Enfim, eu sempre fiquei incomodado com o dia dos pais, especialmente na época de escola, porque todos poderiam fazer lembranças e eu tinha que arrumar alguém para dar, geralmente meu avô materno. Esse aliás, foi uma das figuras masculinas com quem cresci por perto. Mas meu principal modelo masculino foi meu irmão, apenas dois anos mais velho que eu, mas alguém muito muito especial para mim e sempre a frente do nosso tempo.
As pessoas que conviviam com meu pai sempre falavam que ele morreu porque não se cuidou. E acho que cresci ouvindo isso, que bebida é um problema e isso matou meu pai. Não tenho nenhuma lembrança de um pai alcoólatra, mas sempre essa imagem de que adorava uma cerveja, como toda a família paterna. Todos meus tios, irmãos dele, bebem muito mas nunca tiveram problema com cerveja, como os casos que escutamos por aí. No entanto, minha mãe fica muito incomodada com essa época, em que ela cita que ele bebia muito. Talvez tenha acontecido algo que ela nunca contou para nós, mas ela fica incomodada porque não gostava que ele bebia, assim como não gosto que os filhos bebam.

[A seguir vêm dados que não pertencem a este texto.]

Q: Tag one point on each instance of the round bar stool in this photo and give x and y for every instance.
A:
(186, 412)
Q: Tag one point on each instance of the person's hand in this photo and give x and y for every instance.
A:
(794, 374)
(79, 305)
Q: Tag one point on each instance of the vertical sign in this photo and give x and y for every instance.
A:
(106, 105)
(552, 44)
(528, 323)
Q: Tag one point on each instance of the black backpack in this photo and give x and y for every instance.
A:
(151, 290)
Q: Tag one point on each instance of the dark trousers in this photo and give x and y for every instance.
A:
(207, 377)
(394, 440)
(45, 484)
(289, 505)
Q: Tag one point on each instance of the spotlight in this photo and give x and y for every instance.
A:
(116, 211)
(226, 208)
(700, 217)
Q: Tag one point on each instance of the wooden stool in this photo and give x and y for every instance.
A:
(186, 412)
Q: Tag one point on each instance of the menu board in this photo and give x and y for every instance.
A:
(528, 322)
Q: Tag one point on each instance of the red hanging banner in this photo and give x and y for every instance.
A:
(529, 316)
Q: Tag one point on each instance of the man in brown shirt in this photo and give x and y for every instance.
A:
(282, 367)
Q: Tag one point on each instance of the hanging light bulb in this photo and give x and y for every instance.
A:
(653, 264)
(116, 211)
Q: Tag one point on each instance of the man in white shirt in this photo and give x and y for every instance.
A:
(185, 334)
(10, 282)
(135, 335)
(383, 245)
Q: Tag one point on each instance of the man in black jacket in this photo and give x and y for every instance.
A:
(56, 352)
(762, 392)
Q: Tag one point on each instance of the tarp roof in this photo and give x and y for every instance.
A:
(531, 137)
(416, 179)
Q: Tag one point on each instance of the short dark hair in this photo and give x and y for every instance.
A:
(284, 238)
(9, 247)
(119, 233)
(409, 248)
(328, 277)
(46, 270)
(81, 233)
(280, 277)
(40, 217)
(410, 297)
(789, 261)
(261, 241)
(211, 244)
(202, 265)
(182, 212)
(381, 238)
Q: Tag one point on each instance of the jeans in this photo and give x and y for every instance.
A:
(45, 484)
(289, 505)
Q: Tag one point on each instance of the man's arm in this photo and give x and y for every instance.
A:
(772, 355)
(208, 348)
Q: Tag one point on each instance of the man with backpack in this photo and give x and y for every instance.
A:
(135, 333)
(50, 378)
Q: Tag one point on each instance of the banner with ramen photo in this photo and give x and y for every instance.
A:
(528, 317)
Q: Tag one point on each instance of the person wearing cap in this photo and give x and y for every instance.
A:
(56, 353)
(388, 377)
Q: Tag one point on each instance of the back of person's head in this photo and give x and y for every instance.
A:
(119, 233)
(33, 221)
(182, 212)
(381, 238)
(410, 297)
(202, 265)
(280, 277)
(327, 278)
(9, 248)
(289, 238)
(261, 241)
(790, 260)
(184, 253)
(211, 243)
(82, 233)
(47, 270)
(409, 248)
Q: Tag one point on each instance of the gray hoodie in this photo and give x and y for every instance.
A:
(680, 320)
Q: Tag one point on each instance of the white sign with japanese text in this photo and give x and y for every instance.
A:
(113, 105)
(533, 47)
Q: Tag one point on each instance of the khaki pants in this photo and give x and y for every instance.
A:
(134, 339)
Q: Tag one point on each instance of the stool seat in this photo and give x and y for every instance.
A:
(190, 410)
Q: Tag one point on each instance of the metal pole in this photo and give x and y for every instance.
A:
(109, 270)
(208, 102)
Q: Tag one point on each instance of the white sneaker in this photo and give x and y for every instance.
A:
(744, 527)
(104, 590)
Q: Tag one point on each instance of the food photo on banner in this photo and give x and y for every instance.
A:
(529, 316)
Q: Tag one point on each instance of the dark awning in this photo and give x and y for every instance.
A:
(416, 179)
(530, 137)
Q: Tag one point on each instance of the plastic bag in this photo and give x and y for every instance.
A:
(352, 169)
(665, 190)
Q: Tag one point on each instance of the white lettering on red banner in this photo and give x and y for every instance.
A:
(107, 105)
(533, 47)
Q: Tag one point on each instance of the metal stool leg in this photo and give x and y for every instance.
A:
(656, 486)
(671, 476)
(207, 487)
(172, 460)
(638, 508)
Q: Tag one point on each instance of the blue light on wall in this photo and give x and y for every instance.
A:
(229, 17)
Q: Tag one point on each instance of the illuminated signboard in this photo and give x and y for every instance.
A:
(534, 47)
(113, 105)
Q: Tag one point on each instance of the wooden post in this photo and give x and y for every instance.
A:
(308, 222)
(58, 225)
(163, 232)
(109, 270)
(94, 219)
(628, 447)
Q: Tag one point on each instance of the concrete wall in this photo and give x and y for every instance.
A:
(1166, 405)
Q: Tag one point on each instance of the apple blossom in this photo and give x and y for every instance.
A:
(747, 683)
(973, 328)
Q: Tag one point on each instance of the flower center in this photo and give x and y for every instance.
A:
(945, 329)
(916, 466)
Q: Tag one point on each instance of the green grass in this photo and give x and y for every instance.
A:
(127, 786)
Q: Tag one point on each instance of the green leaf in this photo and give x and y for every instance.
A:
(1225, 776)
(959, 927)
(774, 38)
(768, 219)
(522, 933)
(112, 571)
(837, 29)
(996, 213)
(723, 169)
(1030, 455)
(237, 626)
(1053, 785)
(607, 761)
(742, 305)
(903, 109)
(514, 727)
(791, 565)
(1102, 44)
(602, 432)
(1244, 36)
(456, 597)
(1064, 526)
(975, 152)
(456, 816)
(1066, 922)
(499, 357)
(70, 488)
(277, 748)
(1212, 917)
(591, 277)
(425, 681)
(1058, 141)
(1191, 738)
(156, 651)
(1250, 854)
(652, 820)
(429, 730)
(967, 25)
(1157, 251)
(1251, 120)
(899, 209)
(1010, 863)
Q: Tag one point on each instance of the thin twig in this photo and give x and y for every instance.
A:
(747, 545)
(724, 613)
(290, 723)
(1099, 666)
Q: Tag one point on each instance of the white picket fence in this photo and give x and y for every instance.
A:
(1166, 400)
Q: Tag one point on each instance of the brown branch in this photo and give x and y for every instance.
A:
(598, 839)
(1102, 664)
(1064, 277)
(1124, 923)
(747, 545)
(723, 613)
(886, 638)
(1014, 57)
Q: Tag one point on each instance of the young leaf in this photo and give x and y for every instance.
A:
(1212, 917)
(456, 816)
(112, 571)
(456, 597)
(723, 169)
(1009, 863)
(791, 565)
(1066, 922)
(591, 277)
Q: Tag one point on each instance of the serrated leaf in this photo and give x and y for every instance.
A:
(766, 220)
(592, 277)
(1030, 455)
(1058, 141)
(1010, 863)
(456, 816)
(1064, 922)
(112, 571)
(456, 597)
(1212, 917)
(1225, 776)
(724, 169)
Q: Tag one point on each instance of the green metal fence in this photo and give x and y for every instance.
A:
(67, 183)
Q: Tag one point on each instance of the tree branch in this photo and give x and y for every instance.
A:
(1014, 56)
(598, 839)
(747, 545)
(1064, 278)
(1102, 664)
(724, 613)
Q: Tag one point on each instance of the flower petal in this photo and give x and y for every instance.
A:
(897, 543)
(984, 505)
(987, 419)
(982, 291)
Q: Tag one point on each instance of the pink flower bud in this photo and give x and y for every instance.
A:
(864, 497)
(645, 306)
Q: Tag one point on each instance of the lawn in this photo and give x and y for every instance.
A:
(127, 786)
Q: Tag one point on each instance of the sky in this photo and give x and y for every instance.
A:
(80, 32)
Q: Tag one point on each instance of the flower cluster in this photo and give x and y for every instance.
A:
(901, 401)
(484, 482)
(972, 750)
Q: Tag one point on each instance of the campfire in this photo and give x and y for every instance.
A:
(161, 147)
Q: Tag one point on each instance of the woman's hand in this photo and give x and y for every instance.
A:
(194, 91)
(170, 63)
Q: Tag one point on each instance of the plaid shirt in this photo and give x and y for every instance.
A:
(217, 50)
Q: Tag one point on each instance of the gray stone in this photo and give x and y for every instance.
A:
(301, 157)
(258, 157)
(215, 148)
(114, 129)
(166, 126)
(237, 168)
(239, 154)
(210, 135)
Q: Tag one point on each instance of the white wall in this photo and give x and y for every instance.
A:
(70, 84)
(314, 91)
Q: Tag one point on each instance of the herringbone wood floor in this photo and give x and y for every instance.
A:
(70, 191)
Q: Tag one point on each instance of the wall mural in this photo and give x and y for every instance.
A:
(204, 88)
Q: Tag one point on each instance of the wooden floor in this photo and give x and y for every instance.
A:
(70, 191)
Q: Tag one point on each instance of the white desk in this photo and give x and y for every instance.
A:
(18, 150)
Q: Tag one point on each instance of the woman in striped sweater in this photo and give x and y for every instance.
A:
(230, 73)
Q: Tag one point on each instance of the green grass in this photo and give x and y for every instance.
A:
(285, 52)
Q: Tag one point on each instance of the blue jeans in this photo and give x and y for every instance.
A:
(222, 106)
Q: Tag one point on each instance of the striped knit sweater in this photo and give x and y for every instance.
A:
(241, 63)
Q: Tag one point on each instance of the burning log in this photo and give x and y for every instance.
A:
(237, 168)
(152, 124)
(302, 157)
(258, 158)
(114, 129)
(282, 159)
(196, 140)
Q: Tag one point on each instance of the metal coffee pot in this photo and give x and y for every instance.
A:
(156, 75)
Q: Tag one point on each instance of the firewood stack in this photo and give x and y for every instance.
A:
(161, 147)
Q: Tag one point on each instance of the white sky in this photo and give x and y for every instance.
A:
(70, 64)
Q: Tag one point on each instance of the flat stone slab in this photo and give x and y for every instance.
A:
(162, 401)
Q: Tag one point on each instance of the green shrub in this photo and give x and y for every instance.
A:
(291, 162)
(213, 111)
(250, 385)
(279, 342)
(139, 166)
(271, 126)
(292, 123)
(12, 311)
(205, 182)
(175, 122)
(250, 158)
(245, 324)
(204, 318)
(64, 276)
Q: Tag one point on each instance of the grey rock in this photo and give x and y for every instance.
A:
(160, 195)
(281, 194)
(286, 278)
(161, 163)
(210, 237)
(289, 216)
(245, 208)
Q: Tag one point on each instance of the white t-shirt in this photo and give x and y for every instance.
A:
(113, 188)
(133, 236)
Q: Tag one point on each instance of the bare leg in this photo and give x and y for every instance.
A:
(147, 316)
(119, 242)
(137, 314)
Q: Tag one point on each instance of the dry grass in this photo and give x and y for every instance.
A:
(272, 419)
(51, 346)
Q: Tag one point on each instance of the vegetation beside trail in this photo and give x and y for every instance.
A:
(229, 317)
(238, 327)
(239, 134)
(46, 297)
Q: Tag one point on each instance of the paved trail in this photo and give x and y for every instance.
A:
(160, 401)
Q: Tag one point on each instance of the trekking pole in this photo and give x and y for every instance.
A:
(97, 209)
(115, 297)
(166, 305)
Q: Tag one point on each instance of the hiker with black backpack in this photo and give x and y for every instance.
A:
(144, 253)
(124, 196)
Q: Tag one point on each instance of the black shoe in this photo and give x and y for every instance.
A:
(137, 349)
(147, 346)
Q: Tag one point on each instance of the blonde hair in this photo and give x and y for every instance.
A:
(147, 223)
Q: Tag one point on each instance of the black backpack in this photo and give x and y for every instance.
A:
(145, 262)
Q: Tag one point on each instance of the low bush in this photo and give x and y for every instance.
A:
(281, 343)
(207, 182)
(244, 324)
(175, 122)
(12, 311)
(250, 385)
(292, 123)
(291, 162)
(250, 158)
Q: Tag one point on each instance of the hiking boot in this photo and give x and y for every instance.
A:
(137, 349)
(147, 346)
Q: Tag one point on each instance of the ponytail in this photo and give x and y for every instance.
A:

Como foi crescer sem pai? Bem, muito difícil. Não posso afirmar que isso é um determinante para meus problemas, porque meus irmãos passaram pelo mesmo e não têm transtornos psicológicos. Embora tenha me acostumado em não ter um pai, certas coisas me afetam muito. O Fábio Jr. tem uma música linda, chamada "Pai", que dedicou ao pai dele. Sempre que escuto essa música eu me emociono, pois me vejo naquela música.
O convívio diário com meu pai foi até os 6 anos de idade, com visitas esporádicas desde a nossa mudança para a cidade C até a morte dele. Mas me incomoda eu não ter lembranças dele, além das que eu já citei. Tenho receio de perguntar mais coisas para a minha mãe porque não quero despertar lembranças que possam fazê-la sofrer. Só que fico me perguntando porque, entre outras lembranças que tenho da cidade A, meu pai aparece em tão poucas. Não tenho tantas lembranças assim da cidade A, mas o fato dele aparecer em apenas duas me incomoda.
Talvez outras lembranças apareçam nesse processo, mas fiquei 5 minutos parado, desde o fim do parágrafo anterior, e não consigo me lembrar de nada.
Acho que para falar do capítulo família, eu tinha que começar pelo meu pai. Durou tão pouco e com tão poucas lembranças que eu gostaria de ter mais do que contar. Vamos ver o que sairá nas outras partes do capítulo família.